Using the attribute management feature, you can complete the following tasks:
• Create new contexts and attributes
• Update existing contexts and attribute properties
• Disable existing attributes.
Creating new contexts and attributes extends the ability of Oracle Advanced Pricing to provide user-defined data sources to drive pricing actions. The three methods to source data for an attribute are:
• User Entered: Attribute value is entered by user.
• Custom Sourced: Custom code is used to derive an attribute.
• Attribute Mapping: The pricing engine derives information from other Oracle Applications and non-Oracle data sources.
Qualifier and pricing attributes are used to define customer or product attributes:
• A product attribute defines product pricing characteristics such as a product item, item number, category, or brand.
• A customer attribute defines customer pricing characteristics such as customer name or customer number.
When the pricing engine gets a pricing request, attribute management retrieves all values for the qualifier and pricing attributes that are associated with the transaction. The pricing engine evaluates these values to determine which price lists and modifiers are eligible for the transaction.
For example, the following setup could define a discount for a specific day of the week:
Pricing Action Pricing Rule Data Source Attribute Value
Discount Modifier Qualifier Day of the Week Monday
Terminology for Attribute Management
Pricing Transaction Entity (PTE)
A PTE is an ordering structure that has associated request types and source systems. Different applications may have different request structures when they make requests to the pricing engine.

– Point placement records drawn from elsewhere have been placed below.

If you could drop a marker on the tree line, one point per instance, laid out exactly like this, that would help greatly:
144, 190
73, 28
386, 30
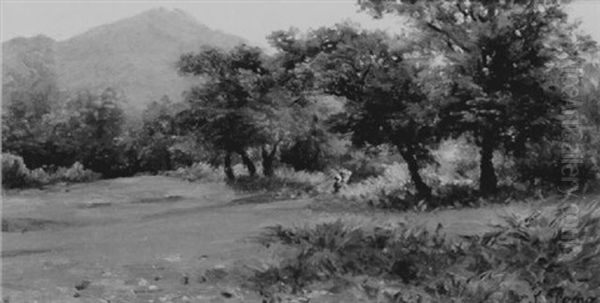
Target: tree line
488, 71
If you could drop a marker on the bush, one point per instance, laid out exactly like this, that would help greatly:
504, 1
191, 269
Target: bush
198, 171
16, 175
542, 254
14, 172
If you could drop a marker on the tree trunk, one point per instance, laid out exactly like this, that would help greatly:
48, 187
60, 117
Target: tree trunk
423, 190
227, 167
267, 160
487, 179
248, 163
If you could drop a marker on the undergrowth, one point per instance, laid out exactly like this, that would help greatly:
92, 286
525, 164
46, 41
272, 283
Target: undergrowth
538, 256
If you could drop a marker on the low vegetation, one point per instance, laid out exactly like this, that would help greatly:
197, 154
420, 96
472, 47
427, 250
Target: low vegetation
538, 255
16, 175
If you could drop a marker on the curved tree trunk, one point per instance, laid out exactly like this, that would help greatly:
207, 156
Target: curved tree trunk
248, 163
423, 190
227, 167
268, 157
488, 182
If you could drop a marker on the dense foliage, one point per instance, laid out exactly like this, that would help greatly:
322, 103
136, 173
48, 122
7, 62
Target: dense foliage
543, 254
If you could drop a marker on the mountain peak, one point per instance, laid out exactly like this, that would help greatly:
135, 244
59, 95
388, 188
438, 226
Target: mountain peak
137, 55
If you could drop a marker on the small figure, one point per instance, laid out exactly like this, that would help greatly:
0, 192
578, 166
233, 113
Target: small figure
341, 178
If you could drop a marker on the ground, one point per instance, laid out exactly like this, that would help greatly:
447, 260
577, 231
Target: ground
153, 238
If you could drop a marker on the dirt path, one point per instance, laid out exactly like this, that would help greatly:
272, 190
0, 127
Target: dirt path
146, 239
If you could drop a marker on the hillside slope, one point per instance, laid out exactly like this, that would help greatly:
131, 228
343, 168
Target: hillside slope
136, 55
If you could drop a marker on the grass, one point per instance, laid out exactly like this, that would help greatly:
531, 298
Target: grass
536, 254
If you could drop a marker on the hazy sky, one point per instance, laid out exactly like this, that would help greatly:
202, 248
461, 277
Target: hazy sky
249, 19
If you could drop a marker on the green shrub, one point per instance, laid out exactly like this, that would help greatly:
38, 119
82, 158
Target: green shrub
14, 172
16, 175
198, 171
540, 255
75, 174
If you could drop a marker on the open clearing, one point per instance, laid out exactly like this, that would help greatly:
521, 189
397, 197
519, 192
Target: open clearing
151, 239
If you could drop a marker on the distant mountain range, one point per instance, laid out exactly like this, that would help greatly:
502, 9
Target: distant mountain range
136, 55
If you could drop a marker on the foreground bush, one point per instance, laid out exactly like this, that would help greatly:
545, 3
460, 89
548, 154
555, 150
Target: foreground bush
14, 172
541, 256
16, 175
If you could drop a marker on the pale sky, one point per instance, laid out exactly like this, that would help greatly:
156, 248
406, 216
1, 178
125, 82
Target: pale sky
250, 19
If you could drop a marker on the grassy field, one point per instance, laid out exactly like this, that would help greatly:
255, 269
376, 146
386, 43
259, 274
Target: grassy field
161, 239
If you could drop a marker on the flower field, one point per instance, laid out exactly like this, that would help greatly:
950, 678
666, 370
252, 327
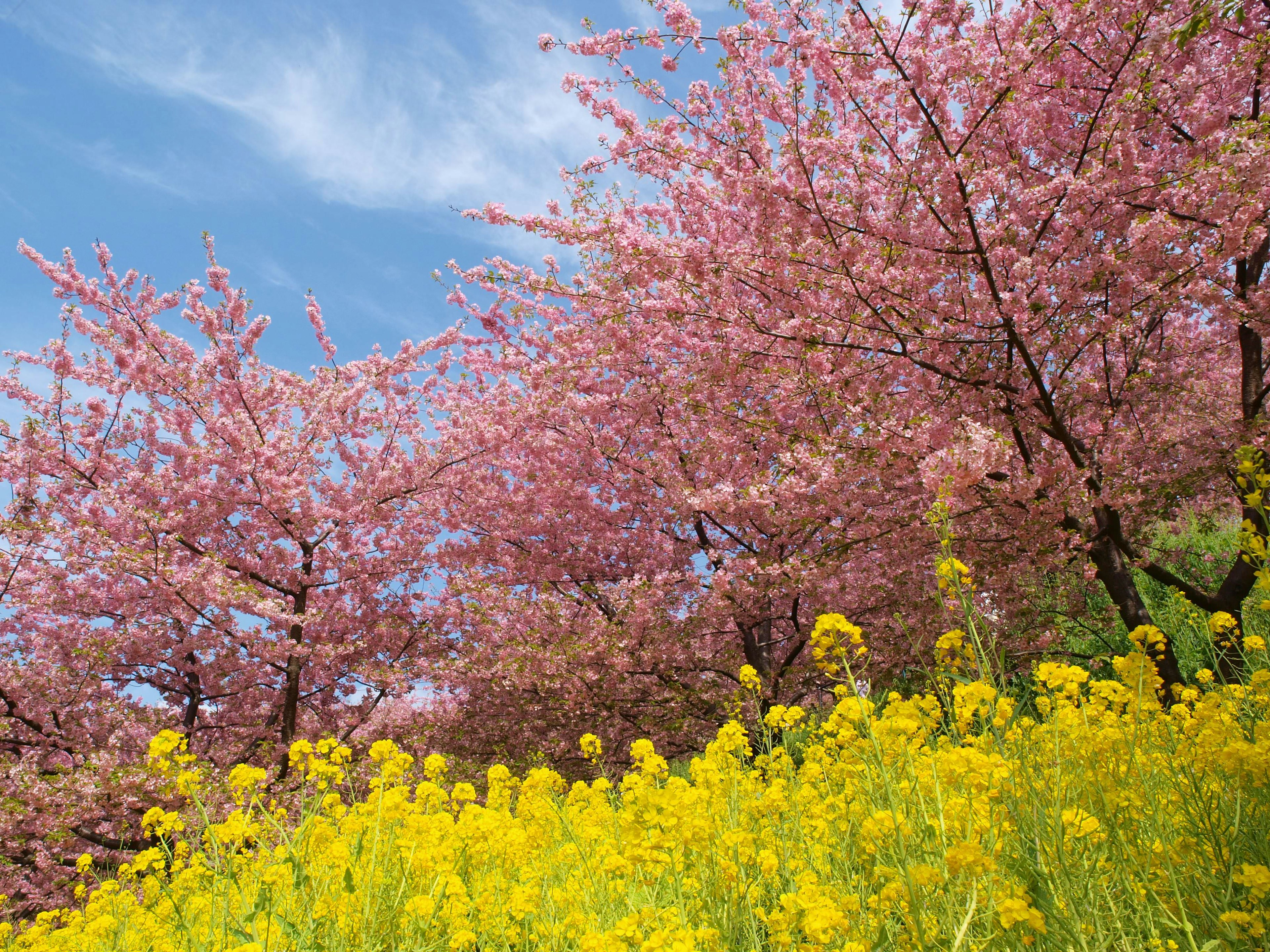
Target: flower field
1087, 818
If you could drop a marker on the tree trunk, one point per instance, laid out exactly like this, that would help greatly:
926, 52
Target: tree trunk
1117, 578
193, 695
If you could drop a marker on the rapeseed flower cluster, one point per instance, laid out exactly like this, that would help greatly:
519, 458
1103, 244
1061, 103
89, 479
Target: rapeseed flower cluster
1100, 820
1080, 814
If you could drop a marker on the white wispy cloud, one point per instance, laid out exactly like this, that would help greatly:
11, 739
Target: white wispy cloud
404, 119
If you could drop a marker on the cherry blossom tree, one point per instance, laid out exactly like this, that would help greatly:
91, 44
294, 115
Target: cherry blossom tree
247, 544
647, 509
1043, 224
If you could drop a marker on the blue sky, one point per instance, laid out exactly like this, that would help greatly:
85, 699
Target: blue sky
323, 144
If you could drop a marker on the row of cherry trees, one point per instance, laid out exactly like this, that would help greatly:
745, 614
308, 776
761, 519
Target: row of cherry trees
1010, 252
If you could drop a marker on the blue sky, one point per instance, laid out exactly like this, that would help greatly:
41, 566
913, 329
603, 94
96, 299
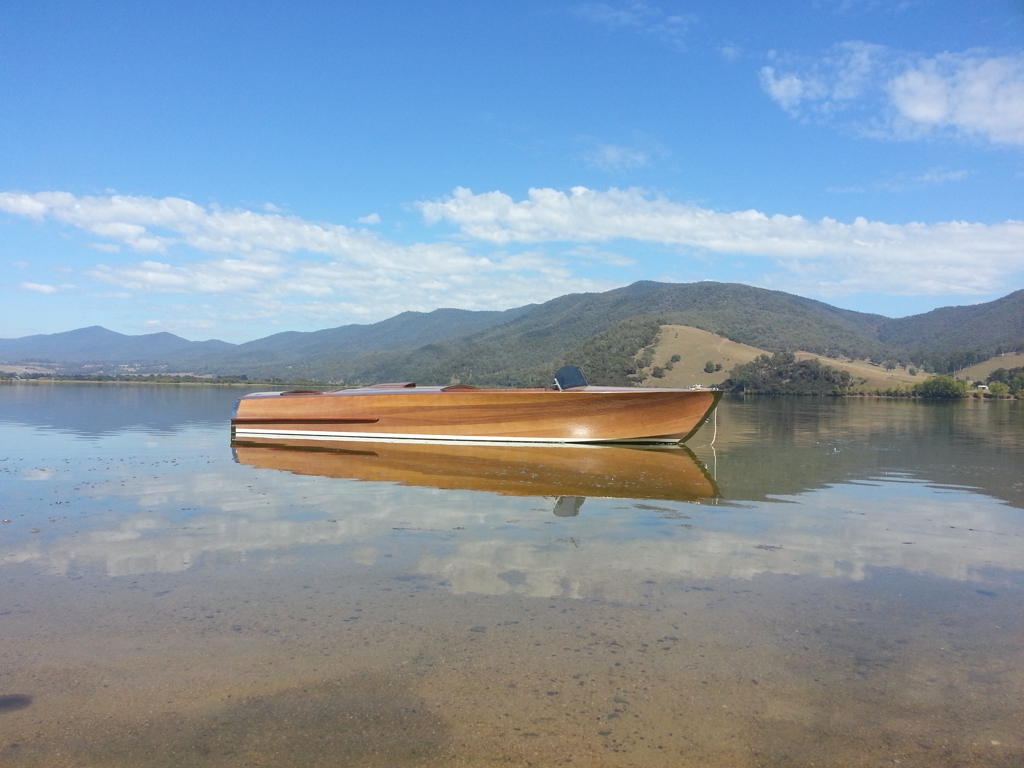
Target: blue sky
231, 170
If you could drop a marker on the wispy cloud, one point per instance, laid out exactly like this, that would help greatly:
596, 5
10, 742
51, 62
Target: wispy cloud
41, 287
908, 182
614, 159
889, 93
951, 257
640, 17
290, 264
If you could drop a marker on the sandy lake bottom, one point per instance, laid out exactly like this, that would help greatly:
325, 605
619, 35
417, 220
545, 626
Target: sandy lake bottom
845, 595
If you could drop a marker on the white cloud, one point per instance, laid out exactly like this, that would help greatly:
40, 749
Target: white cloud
886, 92
614, 159
292, 264
948, 257
39, 288
972, 94
905, 182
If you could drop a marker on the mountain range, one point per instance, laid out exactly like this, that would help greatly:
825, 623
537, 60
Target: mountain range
606, 333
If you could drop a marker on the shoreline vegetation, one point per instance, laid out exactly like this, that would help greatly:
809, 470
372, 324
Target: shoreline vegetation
781, 374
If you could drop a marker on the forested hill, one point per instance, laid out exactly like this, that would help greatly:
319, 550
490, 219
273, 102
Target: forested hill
602, 331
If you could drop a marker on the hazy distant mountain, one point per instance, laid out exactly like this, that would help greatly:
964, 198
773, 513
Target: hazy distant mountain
96, 344
989, 325
518, 346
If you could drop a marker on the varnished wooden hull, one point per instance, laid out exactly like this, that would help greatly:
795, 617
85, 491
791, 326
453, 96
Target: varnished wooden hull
462, 414
551, 470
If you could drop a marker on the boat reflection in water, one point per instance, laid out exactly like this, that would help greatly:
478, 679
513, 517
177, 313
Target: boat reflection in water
567, 472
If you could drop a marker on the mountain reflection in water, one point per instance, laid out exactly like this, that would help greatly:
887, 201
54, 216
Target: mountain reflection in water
832, 582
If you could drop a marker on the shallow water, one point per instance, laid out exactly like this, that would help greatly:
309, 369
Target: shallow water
830, 583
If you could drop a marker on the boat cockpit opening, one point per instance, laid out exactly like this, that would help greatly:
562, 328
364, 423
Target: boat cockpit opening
568, 377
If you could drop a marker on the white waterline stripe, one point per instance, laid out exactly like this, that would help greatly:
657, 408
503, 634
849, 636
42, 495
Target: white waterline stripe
419, 438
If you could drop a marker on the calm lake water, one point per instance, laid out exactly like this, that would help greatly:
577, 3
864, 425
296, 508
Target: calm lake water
830, 583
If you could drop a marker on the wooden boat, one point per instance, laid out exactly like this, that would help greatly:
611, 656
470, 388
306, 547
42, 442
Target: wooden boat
544, 470
570, 412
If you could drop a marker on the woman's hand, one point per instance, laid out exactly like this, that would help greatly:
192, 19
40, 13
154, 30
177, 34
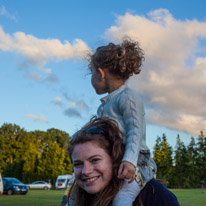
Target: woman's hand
126, 171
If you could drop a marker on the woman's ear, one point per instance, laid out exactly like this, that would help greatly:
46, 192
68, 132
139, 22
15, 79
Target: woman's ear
102, 73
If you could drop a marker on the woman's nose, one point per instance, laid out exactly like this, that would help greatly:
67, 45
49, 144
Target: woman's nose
87, 169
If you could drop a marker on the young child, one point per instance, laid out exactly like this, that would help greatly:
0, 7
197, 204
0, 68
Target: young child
111, 66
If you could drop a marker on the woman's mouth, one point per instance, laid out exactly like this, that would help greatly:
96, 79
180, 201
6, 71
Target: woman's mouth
90, 180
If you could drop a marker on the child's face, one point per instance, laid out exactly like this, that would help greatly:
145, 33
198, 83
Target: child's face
98, 82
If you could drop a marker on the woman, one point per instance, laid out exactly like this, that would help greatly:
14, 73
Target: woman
96, 152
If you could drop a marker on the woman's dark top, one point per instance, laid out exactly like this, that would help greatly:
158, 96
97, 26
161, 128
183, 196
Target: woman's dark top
156, 194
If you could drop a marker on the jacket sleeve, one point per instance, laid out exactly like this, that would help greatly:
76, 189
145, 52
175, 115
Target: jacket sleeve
132, 111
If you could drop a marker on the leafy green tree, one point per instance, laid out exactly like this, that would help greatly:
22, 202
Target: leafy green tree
201, 157
53, 162
181, 164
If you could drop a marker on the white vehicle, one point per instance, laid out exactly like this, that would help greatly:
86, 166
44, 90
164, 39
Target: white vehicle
1, 185
62, 181
39, 185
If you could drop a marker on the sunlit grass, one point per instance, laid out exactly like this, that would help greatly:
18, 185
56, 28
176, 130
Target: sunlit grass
186, 197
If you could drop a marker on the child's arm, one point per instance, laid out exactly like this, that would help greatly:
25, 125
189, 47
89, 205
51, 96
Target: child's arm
132, 112
126, 171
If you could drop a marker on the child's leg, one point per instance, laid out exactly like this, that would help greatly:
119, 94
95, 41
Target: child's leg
127, 194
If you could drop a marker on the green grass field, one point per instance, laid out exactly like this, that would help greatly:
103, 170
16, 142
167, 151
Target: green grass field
189, 197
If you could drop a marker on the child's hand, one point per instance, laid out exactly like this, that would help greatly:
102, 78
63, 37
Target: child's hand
126, 171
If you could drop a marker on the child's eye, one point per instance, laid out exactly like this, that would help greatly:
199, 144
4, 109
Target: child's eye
77, 164
96, 160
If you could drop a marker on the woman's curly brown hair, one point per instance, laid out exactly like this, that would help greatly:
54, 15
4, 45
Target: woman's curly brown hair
122, 60
111, 142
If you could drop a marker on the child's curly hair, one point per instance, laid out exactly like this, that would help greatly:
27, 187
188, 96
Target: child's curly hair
122, 60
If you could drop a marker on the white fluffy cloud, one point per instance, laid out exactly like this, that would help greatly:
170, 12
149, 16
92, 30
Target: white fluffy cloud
173, 79
41, 50
41, 117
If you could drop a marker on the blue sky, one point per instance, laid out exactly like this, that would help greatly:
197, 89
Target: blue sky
44, 80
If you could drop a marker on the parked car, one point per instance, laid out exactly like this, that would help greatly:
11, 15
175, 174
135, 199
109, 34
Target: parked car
39, 185
62, 181
13, 186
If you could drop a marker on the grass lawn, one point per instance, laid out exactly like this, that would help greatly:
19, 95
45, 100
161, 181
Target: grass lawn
190, 197
33, 198
186, 197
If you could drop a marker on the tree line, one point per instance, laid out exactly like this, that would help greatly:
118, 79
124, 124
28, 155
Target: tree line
43, 155
36, 155
184, 166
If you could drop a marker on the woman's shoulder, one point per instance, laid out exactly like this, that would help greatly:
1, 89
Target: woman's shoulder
156, 194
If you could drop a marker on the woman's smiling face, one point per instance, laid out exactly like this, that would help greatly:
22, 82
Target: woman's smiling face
92, 167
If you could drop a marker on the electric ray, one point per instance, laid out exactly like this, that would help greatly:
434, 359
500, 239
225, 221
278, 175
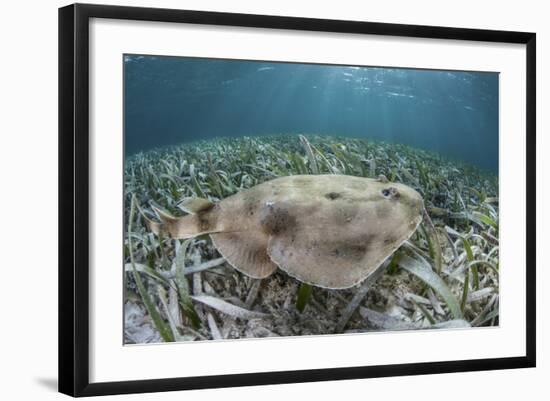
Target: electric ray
331, 231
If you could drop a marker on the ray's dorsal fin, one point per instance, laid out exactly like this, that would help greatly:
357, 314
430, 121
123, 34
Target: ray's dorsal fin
195, 205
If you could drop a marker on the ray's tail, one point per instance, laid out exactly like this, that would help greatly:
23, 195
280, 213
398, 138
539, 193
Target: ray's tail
202, 220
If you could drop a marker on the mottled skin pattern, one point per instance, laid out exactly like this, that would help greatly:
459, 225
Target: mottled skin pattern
331, 231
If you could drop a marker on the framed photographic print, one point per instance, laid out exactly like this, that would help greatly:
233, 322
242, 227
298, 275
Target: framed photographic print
251, 199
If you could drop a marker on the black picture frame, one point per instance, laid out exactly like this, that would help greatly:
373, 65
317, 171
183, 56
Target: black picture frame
74, 198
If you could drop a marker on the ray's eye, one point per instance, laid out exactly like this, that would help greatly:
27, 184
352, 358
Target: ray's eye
390, 193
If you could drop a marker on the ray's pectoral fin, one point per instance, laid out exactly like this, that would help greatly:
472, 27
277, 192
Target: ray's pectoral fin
324, 262
246, 251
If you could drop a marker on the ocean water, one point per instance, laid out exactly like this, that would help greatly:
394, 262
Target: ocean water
173, 100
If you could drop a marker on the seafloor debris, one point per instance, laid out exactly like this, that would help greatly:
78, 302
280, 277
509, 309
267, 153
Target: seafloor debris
445, 276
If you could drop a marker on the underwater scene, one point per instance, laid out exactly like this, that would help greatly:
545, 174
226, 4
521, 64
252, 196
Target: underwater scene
268, 199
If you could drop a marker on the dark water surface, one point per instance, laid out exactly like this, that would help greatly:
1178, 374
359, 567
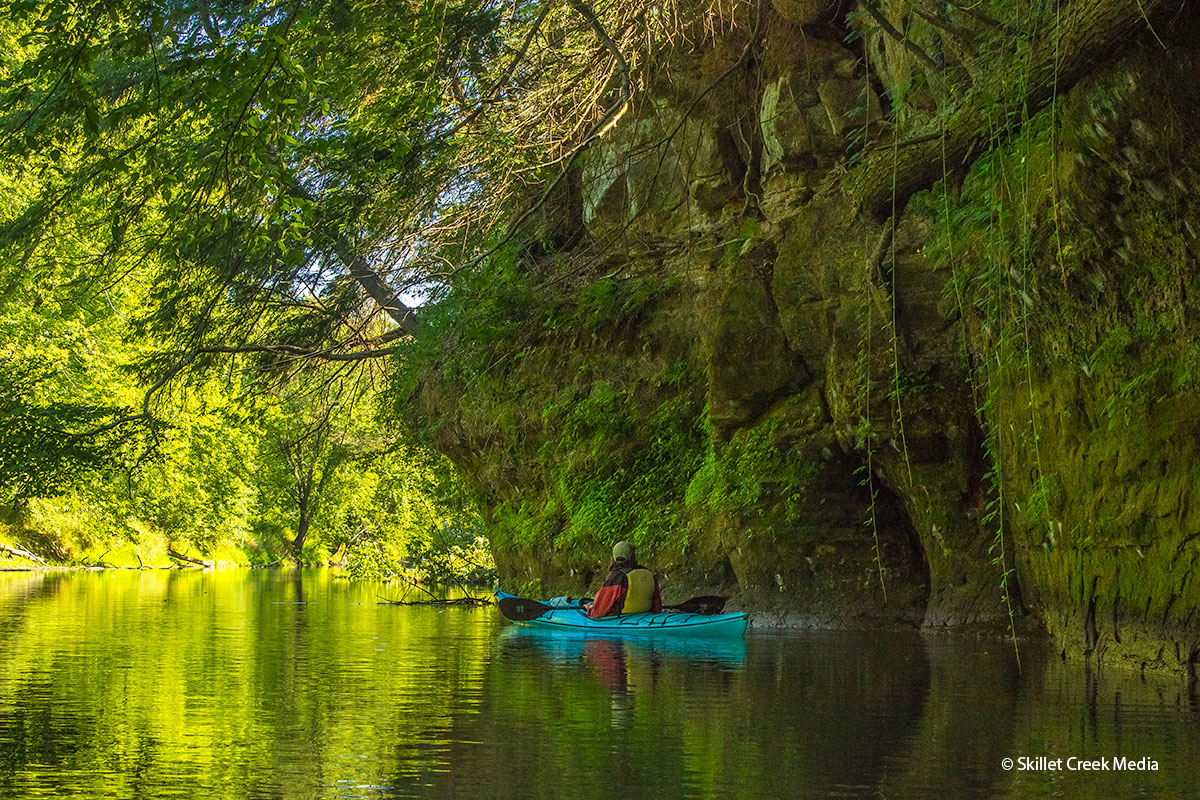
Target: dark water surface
298, 685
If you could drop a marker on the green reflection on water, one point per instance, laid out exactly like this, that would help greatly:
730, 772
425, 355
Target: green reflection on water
298, 685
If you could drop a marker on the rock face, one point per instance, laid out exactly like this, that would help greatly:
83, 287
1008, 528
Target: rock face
979, 410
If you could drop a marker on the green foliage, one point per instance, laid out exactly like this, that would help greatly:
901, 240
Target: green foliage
753, 475
46, 444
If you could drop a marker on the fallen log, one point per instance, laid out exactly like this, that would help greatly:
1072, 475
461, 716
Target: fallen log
187, 559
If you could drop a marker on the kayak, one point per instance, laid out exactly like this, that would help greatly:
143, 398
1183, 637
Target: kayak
573, 617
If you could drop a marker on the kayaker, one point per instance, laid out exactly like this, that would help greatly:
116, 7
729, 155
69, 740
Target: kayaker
629, 588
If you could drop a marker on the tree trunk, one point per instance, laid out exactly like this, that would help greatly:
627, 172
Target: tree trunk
301, 529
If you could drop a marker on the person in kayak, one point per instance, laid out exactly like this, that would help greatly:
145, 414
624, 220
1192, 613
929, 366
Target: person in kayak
629, 588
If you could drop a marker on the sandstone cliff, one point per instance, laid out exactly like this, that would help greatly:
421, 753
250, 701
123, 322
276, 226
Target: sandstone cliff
864, 313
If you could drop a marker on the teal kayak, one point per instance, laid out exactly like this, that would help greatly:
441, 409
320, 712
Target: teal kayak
571, 617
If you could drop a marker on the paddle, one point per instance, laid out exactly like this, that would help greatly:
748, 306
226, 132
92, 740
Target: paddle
521, 609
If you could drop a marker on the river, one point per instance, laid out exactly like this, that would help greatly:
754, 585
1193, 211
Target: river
267, 684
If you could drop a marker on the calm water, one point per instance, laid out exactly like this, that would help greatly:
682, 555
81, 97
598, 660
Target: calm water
287, 685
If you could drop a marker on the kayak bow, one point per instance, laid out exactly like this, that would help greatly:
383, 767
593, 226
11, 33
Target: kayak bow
657, 623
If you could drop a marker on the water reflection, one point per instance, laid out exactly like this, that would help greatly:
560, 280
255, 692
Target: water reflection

The source system is the application that captures the pricing setup data.
The request type identifies the type of transaction that is being priced. Different applications make requests to the pricing engine. Request types of these applications may be different. Some applications may share their request types. For example, iStore and Order Capture share the same request type. On the other hand, Order Management and iStore have different request structures.